Walla Walla artist Jacob “Jake” Hashimoto had a new, large sculptural art installation unveiled in mid-July — this time in Willis Tower, an iconic skyscraper in Chicago.
Jake’s undulating, cloudlike work is made of 7,000 disks suspended by different lengths of string from the ceiling.
An article Elise Shapiro wrote in Work Design Magazine notes the Willis Tower lobbies are being transformed to be “interactive, energized spaces that inspire curiosity for tenants and set the tone for the rest of the workplace experience.”
Completed in 1973, the Willis Tower, originally the Sears Tower, at 1,450 feet is currently the 23rd tallest building in the world.
“The dramatic work of art from Jacob Hashimoto will be a treasure for our building, a celebration of the city, and an embrace of the new neighborhood we’ve built at the Tower,” according to David Moore with EQ Office.
Jacob said in WDM “The circles and method of fabrication of ‘In the Heart of this Infinite Particle of Galactic Dust, 2019’ came to be by utilizing artistic and logistical challenges using the circles, mark making tools, and other design elements in order to ‘paint with these objects in space.’ Knowing how materials behave, and their unique characteristics, helps me work fluidly and with familiarity. There is infinite possibility using these tools to explore.”
With Rhino 3D he developed a buildable model viewable on big monitors. “This is the closest thing we can do to building the actual installation. For projects of this scale, it is critical to use computer-generated drawings and models, though old school schematic drawings can work for smaller projects.”
Nine-inch individual kite disks make up “In the Heart of this Infinite Particle of Galactic Dust, 2019,” a 16-foot-tall, 42-foot-wide cloud.
“The disks are strategically positioned to create the effect of a cloudlike, faceted mass. The kites appear to be undulating throughout the space by using varying lengths of string, and the graphics are printed on paper that is embedded into resin to create a stained glasslike disc that allows light to permeate.”
When EQ Office selected Jacob to create the statement installation for the revitalized Wacker Drive lobby entrance in Willis Tower, the assignment brought him back to Chicago where he earned his bachelor of fine arts degree at the School of the Art Institute of Chicago.

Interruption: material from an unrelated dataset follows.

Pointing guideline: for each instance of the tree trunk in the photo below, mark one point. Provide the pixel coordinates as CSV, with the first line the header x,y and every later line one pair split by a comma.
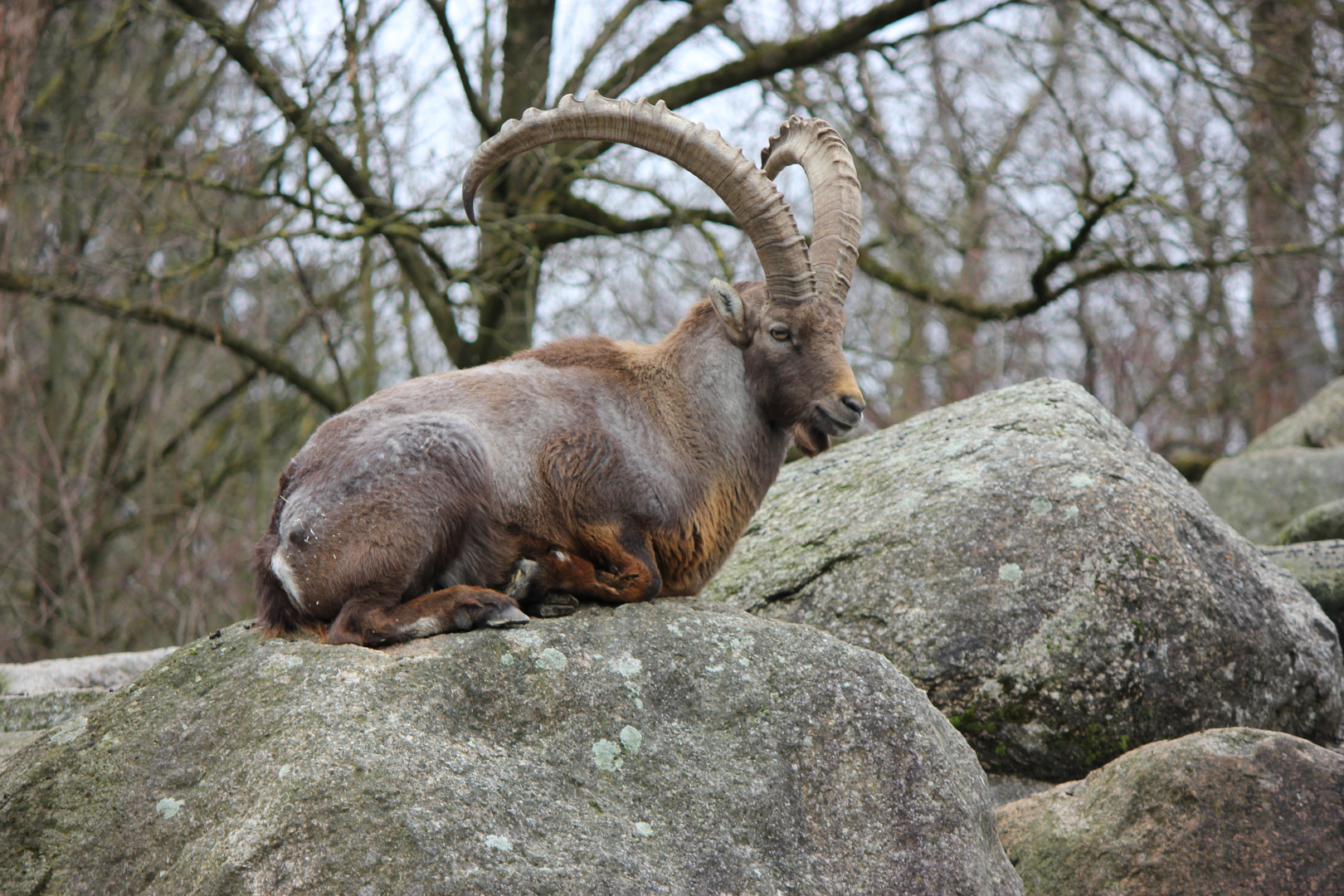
x,y
21,27
507,299
1289,360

Jacob lives and works in Queens, N.Y. See jacobhashimoto.com/ for images of his vast body of work on exhibit internationally in museums, galleries and other public collections.
Closer to home, his “When Nothing Ends, Nothing Remains” was permanently installed in 2016 in the atrium at Penrose Library on the Whitman College campus. His “Gas Giant Fragments and Silence” was temporarily displayed on campus in Sheehan Gallery that year.
The Whitman Wire reported Jake’s work taps into traditional Japanese art. “He uses what he calls ‘kites’ made of rice paper printed in plain colors or patterns framed with bamboo. Hashimoto then creates sculptures by hanging the kites at various lengths.” For durability, hard, shiny resin coats the kites in the work at Penrose.
Childhood friend and classmate of Jake’s, former Walla Wallan Elizabeth Webster, now of Chicago, viewed the Willis Tower installation with husband Luke Gerwe and son Jonathan Joseph.
Elizabeth is a professor and teacher at Loyola University Chicago in the criminal justice department. Luke is a book editor. Their family moved to Chicago from Brooklyn a year ago, according to her parents, Jonathan and Melissa Webster of Walla Walla.
Elizabeth and Jake grew up near one another, attended Green Park School and graduated from Walla Walla High School. They’ve managed to get together in Walla Walla and New York City, Melissa said. Jake’s parents are retired Whitman English professor Irv “Hash” and Marianne Hashimoto.